The result, he said, is easier access to marijuana by those who don’t have a doctor’s authorization, including minors.
He cites a jump in marijuana-related student expulsions from Re-1 schools in Glenwood Springs, Carbondale and Basalt from under five two years ago to 20 this past year.
Myles penned a draft position statement for the Re-1 board to consider, which has been a topic of discussion at recent school board meetings.
It states that the school district “has concluded that the availability and use by students of the federally illegal drug marijuana is detrimental to the health and welfare of students.”
It goes on, in part, to encourage local governments to: persistently and aggressively regulate the trafficking of unlawful marijuana and medical marijuana to achieve a level of control which will significantly decrease or eliminate the access of the drug to students.”
That could include the outright banishment of dispensaries and related facilities, according to Rovig’s proposal.
It would also include a suggestion for parents to: “Inform your children about the deleterious affects of marijuana and other mood modifying substances in order that our students can make good decisions.”
The school board has been generally supportive of taking a stand on the issue in some manner, but how far that statement should go has been subject to some debate.
“I’m concerned about the language saying ‘aggressively regulate,'” school board member Debbie Bruell said at the Wednesday meeting. “It’s not our role to tell local governments how to regulate business.

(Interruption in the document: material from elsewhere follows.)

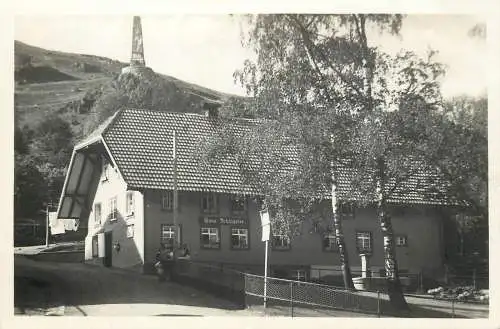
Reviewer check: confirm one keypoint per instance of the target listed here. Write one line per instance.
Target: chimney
(211, 109)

“A better place to go is to just discuss how it’s impacting kids,” said Bruell, who has been part of a medical marijuana advisory committee appointed by the Carbondale Town Council. “Even some of the kids who agree with the idea of medical marijuana have acknowledged that it has increased access for kids.”
Still, she said she doesn’t see cause for panic.
“Some of these phrases trigger images that are different from reality,” Bruell said. “We don’t want people to be scared to send their kindergarten students to our schools because they think there’s drug dealers everywhere.”
The school board will continue to discuss the position statement over the course of the summer, and expect to have something firm by the time the new school year starts.
In addition to the position statement, the school board also recently revised its formal policies related to drug possession and use by students and staff to include medical marijuana in the language.